Here are CHEAP WHOLE FOODS Kara was raised on, and I’ve mixed into the list the ones I was raised on, too:
- Rolled oats (oatmeal)
- All kinds of beans
- Potatoes and sweet potatoes
- Greens and tomatoes, peppers, etc. from the garden (fresh, and frozen in a used freezer)
- Apples and bananas
- Homemade whole wheat bread (use organic wheat, or better yet, spelt or Kamut)
- Fruit trees (freeze the fruit when it’s in season)
- Nuts and seeds from co-ops
This isn’t necessarily “high raw,” I realize. But it’s a HECKUVA LOT BETTER than the white bread, mayo, and baloney diet.
It really is not true that the only way to live cheap is to eat processed food.
My parents lived on a military income with EIGHT CHILDREN, through the Carter Administration when they had to buy a house with a 15% interest rate. They were “house poor” for many years.
I never knew we were poor. I never had Christmas or birthday gifts that totaled more than $25. Except, every year, ONE kid had a “splurge” year and my parents spent $75-$100. We were breathless with anticipation, wondering if THIS was “my year.” The two years in my lifetime that it was ME, I got a silver trumpet one time, and a cake decorating kit and supplies the second time.
(I got paid to professionally decorate cakes, when I was in junior high school. I read all kinds of books on it and made really gorgeous, detailed, sugary creations. I also worked at McDonald’s. My goodness, how life changes.)

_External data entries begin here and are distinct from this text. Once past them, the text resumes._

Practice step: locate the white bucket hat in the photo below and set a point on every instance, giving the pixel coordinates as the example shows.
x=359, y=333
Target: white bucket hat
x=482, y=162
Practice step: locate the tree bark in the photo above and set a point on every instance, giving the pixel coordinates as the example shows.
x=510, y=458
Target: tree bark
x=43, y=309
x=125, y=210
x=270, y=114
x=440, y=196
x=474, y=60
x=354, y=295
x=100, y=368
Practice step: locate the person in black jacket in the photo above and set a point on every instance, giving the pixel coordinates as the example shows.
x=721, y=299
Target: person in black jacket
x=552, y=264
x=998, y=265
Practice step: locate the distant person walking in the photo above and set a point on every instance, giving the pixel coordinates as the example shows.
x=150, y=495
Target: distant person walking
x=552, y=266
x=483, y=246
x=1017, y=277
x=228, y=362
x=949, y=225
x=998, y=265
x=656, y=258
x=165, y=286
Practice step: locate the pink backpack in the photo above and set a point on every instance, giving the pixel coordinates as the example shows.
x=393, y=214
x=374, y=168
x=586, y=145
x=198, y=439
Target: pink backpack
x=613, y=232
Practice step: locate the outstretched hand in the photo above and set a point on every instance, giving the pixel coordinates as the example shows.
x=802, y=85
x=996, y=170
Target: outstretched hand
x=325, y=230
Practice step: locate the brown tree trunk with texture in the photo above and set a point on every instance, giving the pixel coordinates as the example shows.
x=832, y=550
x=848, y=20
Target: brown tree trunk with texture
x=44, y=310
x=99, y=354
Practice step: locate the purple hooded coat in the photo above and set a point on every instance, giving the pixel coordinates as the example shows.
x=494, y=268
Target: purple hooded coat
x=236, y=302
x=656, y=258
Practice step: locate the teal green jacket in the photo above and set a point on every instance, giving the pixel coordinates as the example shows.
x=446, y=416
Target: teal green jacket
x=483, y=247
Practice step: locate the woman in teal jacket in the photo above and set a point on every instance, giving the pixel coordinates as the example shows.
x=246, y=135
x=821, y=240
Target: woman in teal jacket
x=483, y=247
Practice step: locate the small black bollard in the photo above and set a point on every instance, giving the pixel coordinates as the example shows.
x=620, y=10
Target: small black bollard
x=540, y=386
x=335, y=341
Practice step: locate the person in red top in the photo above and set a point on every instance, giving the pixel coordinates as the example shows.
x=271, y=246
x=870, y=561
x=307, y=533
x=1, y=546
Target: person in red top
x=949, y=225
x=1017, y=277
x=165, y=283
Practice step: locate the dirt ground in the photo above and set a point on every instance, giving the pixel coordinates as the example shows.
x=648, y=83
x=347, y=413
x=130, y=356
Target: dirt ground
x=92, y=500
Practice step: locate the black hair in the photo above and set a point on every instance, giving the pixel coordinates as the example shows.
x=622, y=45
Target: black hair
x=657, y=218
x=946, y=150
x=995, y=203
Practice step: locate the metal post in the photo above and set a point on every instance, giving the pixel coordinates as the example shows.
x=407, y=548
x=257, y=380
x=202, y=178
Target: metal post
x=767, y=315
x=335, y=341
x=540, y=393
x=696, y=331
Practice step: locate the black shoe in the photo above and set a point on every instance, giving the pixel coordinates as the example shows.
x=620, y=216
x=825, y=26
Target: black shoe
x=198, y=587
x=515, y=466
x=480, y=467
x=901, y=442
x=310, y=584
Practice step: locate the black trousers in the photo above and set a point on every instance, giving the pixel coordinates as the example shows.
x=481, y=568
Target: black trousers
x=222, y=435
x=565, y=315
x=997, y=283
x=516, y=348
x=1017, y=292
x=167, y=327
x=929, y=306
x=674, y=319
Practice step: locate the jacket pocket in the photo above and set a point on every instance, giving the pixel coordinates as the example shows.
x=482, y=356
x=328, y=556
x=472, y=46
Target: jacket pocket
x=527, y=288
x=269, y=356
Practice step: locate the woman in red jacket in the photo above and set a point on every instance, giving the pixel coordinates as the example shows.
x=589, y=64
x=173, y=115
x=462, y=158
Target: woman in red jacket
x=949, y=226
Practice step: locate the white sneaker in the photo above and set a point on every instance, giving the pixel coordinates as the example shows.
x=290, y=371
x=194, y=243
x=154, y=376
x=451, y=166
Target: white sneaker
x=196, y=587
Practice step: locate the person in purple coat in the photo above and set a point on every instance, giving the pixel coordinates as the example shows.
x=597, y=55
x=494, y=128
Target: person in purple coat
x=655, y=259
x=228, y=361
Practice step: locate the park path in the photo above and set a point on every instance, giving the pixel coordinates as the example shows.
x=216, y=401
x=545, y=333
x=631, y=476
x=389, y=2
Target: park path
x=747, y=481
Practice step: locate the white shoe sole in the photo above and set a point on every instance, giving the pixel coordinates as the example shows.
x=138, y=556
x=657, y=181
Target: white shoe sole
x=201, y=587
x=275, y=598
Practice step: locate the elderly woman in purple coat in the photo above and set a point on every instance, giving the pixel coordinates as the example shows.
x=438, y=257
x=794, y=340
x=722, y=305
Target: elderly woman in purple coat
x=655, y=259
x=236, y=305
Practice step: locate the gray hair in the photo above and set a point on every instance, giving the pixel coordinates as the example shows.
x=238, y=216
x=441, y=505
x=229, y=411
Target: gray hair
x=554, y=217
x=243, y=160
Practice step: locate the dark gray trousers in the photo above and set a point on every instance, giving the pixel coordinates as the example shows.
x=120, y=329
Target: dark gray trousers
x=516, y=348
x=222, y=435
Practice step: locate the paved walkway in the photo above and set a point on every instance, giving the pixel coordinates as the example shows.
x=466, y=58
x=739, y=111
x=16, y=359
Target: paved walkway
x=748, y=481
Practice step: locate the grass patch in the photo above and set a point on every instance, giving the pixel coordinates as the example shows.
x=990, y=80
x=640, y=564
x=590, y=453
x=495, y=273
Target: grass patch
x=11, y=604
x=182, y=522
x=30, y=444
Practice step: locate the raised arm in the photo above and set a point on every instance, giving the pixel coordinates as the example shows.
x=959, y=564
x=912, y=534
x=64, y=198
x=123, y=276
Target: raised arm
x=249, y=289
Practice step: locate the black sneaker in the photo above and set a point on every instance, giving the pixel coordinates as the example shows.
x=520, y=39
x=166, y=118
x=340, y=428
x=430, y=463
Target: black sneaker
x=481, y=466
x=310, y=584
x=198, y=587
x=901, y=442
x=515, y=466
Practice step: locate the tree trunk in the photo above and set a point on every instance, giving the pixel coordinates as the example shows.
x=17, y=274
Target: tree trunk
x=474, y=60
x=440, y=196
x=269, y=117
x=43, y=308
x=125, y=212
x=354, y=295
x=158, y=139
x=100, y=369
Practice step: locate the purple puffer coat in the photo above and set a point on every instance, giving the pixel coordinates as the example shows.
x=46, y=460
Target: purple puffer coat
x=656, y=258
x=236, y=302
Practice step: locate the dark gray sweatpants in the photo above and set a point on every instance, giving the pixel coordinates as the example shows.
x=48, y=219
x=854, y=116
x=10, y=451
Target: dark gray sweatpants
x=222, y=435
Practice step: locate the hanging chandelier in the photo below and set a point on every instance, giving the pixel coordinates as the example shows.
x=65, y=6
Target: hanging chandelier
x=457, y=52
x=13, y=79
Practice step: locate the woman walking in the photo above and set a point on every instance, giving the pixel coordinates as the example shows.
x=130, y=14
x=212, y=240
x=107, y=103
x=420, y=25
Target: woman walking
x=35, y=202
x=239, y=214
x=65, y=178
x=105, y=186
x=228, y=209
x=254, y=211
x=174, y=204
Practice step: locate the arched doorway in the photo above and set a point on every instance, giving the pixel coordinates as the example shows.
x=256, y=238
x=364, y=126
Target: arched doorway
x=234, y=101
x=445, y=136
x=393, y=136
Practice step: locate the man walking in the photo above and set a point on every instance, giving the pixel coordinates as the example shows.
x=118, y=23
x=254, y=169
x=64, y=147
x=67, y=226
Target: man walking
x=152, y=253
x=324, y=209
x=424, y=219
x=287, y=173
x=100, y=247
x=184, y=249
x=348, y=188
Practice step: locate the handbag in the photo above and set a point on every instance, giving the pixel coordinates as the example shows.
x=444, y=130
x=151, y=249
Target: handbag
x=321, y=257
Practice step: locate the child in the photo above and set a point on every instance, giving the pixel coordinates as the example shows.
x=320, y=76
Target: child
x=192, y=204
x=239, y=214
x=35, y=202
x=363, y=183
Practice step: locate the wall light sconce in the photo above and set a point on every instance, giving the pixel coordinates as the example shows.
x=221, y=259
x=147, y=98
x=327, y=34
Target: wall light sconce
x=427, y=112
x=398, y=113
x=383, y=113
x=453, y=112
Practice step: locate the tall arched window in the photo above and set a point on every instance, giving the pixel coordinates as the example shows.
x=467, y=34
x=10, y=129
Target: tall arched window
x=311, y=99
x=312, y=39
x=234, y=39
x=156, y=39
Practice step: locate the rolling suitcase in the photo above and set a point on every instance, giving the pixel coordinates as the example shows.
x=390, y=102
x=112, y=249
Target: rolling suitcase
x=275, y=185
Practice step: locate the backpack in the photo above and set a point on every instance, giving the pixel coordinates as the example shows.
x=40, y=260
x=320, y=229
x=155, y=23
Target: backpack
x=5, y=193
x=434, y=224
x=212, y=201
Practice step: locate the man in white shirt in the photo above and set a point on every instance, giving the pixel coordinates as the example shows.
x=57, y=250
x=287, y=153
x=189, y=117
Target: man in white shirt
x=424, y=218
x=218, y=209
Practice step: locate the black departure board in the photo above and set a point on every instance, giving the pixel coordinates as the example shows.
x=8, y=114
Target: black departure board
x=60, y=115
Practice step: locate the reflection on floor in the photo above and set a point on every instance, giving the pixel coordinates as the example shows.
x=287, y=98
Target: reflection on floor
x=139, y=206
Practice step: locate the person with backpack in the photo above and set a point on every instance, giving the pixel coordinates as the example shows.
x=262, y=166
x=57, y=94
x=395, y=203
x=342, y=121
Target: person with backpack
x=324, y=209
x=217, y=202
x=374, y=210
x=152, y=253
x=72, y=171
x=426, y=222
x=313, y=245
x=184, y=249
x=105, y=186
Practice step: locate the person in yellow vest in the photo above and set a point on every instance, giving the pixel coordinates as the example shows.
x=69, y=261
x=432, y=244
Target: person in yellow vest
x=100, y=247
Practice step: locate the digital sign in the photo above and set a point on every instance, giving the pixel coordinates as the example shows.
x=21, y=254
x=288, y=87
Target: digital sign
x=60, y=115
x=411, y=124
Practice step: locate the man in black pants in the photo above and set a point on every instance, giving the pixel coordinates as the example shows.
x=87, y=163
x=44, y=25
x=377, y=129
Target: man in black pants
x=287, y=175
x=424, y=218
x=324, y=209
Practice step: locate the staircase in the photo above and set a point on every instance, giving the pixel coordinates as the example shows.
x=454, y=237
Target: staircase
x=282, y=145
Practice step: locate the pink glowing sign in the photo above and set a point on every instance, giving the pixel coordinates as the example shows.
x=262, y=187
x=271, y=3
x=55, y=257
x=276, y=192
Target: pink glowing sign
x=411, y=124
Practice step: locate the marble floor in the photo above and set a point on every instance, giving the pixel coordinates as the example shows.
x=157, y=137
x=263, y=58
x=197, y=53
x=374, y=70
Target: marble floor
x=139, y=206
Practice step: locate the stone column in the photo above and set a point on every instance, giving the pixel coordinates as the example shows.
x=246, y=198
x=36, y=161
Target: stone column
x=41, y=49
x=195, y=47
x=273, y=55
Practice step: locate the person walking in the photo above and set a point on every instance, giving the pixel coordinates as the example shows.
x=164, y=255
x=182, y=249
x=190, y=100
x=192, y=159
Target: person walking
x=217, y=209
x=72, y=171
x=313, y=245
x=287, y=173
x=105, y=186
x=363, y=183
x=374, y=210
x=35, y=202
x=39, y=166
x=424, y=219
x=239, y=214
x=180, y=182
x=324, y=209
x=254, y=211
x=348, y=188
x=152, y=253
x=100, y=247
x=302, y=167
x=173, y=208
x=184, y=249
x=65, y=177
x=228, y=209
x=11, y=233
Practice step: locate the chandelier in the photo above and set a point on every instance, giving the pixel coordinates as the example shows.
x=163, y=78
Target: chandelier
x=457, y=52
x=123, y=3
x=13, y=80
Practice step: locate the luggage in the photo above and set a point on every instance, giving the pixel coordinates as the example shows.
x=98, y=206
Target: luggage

My mother raised a family of 10 people, in an expensive suburb of Washington D.C., on a salary of less than $50,000 a year. There were times when I was growing up that we had just one car. We never had a new car. Our cars were always embarrassing. Ancient station wagons or vans. I never had a new item of clothing until 9th grade, and then it was from a discount store’s clearance rack. Until then, everything I owned was from garage sales. Every Saturday was garage sale day, starting at 6 a.m.!
I guess it can be done. We had a huge garden (we each had to pull 100 weeds every morning as a summer chore), a bunch of fruit trees they planted every time we moved, and we ate lots of grains and beans and vegetables and fruits.
Meat was very, very rare. Soup was very, very common. There was a big green salad every night for dinner.
In every section of 12 Steps to Whole Foods, and in the 12 Steps Menu Planner, I give you lots of ideas to save time and money. Our 20 testers for the Menu Planner told me they spent about $100-$150/week for a family of 4. That’s what those on a tight budget told me they had to spend!
Some people live at Whole Foods Market on little packages of things that weigh 8 ounces. That’s a very, very expensive way to live on whole foods. My own lifestyle has shifted towards that, as I travel a lot and kids are leaving home. But I eliminated my son’s life-threatening health problems, and I dropped 70 lbs., on a whole-foods diet when I fed a family of 6 on never more than$45,000/year.
The point is, there are much less expensive ways to do it. You can do it. No matter what your budget! Be smart. Garden. Join a co-op. Look for deals. Own a big freezer in the garage. Bake bread. Make soup. Make salads. Make green smoothies.
Say no to the Standard American Diet dominated by genetically modified, processed, packaged foods. There is NOTHING good for you there. Convenience is not worth the tradeoffs.